Au-delà du gouvernement et en vertu des prérogatives constitutionnelles qui lui sont dévolues en matière de la défense et de l'intégrité du territoire national, la responsabilité du Président de la République est suffisamment engagée pour qu'il ne s'explique pas, bien au contraire, le Président doit expliquer pour le fameux accord de surveillance n'a pas été passé en vertu de la loi et que le Parlement n'a-t-il pas été informé conformément à l'article 214 précité? Pourquoi, tout en étant déjà convaincu de l'agression comme l'affirme le gouvernement, n'a-t-il pas pris jusqu'à ce jour les ordonnances dont il est question aux articles 143 et 114 précités?

 

Devant cet échec du gouvernement et du Président de la République dans leurs missions régaliennes de défendre le pays et son intégrité territoriale, conformément aux articles 69,74,83,85,86 et 91 alinéa 1,2 et 3, il revient au peuple congolais lui-même de prendre ses responsabilités selon les articles 63 et 64 de la Constitution.
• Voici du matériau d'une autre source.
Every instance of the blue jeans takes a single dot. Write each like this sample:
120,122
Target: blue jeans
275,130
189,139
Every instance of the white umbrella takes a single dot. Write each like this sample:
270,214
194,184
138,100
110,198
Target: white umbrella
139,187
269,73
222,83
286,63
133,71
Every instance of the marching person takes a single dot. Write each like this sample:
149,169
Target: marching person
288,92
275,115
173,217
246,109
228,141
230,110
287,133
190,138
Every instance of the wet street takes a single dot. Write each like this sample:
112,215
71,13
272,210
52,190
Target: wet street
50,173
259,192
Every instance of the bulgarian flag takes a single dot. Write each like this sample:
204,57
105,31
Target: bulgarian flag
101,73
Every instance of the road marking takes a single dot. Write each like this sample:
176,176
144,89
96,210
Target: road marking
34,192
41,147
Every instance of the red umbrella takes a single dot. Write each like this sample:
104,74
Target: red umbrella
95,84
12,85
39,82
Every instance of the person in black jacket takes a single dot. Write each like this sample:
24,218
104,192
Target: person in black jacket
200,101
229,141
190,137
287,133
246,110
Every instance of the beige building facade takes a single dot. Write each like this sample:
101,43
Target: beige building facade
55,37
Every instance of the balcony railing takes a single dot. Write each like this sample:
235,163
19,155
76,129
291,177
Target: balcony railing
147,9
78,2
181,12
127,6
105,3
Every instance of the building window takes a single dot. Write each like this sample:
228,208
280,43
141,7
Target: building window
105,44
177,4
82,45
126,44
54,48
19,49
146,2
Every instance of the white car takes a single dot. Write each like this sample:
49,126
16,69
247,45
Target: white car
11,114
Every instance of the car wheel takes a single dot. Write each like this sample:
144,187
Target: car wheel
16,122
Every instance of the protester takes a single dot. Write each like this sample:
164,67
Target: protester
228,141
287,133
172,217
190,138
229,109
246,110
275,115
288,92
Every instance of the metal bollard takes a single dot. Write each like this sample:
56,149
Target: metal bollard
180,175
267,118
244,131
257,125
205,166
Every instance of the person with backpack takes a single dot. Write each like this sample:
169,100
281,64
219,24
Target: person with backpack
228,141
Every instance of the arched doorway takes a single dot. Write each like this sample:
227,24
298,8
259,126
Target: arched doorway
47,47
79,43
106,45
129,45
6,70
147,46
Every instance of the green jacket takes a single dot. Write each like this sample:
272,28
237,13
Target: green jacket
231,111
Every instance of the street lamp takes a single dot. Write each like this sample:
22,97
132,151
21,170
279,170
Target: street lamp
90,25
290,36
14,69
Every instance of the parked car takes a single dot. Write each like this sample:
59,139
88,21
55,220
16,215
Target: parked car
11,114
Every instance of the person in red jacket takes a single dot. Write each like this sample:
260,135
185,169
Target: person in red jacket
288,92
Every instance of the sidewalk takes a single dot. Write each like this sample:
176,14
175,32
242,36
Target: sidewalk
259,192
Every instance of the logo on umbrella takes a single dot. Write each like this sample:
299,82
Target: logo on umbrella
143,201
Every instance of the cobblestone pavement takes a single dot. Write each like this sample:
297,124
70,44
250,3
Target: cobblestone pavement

Voilà pourquoi nous exigeons la démission du chef d'état-major général des FARDC, le départ des ministres ayant la Défense, la Sécurité et les Affaires étrangères dans leurs responsabilités, les responsables des services de renseignement tant civils que militaires, et les gouverneurs des provinces concernés par cette agression.

 

Enfin, la violation intentionnelle par le Président de la République des articles 74, 83, 85, 86, 91 alinéas 1,2 et 3 ainsi que 214 de la Constitution étant manifeste, il nous revient à nous parlementaires, d'actionner le mécanisme de sa mise en accusation pour haute trahison, selon 165 alinéa 1 de la même Constitution. Le congrès doit être convoqué à cet effet conformément à l'article 166 de la Constitution.